“We wanted to create camaraderie among the women and be a service group for the Yacht Club and the community. In time, we also became a fundraising group,” Lowry said.
The women, some dressed in scarves, cat-eye glasses, pearls and capri pants, posed for pictures in a baby blue 1957 Ford T-bird convertible parked in front of the club’s entrance, then headed to three Corona del Mar homes hosting the luncheon.
Las Commodoras President Terese Ivory coordinated the menu items, asking women to bring specific dishes. She said the recipes came straight out of the book found in most 1950s baby boomer kitchens — the red and white, hardback edition of the Betty Crocker Cook Book.
Deviled eggs, tuna-noodle casserole, Spam salad and corn flake-crusted chicken were some of the foods available for sampling. Cosmopolitans were the drink of the day.
Elvis memorabilia collector Linda Tasooji’s house was the first stop on the tour. The King’s tunes played inside and out, and her collection was on display.

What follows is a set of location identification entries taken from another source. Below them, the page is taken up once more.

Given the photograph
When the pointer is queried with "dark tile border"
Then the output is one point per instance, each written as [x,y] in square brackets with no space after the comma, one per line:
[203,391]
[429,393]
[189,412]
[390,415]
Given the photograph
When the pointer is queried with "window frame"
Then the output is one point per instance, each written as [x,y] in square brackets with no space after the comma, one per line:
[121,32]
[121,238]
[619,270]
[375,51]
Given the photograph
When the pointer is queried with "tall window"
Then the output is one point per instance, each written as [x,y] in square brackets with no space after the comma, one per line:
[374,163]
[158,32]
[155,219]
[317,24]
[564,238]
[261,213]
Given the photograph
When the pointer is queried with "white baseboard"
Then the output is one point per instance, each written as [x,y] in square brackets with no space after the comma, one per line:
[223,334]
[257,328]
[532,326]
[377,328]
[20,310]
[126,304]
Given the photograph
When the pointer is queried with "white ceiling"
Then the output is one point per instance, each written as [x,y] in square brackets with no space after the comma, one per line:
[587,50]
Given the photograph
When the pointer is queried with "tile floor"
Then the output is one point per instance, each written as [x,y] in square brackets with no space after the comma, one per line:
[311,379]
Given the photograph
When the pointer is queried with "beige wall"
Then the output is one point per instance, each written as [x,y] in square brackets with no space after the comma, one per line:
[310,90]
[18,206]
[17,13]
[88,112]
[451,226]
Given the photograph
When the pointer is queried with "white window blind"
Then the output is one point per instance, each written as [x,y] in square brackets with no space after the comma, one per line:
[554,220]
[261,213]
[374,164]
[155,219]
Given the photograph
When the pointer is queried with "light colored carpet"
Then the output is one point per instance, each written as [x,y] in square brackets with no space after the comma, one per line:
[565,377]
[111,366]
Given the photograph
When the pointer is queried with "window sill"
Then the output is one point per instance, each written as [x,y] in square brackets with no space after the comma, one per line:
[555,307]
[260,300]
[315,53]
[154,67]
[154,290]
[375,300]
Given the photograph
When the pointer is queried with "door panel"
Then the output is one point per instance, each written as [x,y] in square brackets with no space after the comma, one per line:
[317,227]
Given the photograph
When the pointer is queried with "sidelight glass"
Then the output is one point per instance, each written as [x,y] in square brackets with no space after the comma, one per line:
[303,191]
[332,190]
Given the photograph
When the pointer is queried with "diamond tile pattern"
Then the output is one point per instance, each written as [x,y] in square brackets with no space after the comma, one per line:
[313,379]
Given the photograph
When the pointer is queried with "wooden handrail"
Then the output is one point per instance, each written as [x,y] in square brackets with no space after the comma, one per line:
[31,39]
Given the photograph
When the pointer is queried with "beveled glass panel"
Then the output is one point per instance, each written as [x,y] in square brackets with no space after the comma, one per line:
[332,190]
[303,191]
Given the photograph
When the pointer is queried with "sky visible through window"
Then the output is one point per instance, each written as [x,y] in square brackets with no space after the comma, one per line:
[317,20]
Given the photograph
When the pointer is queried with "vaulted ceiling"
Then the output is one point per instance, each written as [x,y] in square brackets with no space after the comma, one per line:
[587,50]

Member Ann Carter thinks she was lucky to be a teen growing up in late 1950s Texas.
“It was fun and innocent. The worst thing we could do was drink a beer,” Carter said. “I saw Ricky Nelson and Elvis in concert in Fort Worth. The music [back then] had such a good beat, and you could understand the words.”
Cosmo in hand, another former Las Commodoras president, Doretta Ensign, recalled growing up in Laguna and driving her Ford with the top down. Her husband was a lifeguard, she said, and they’d hang around the local beaches looking like something out of the Frankie Avalon and Annette Funicello “Beach Blanket Bingo” movies.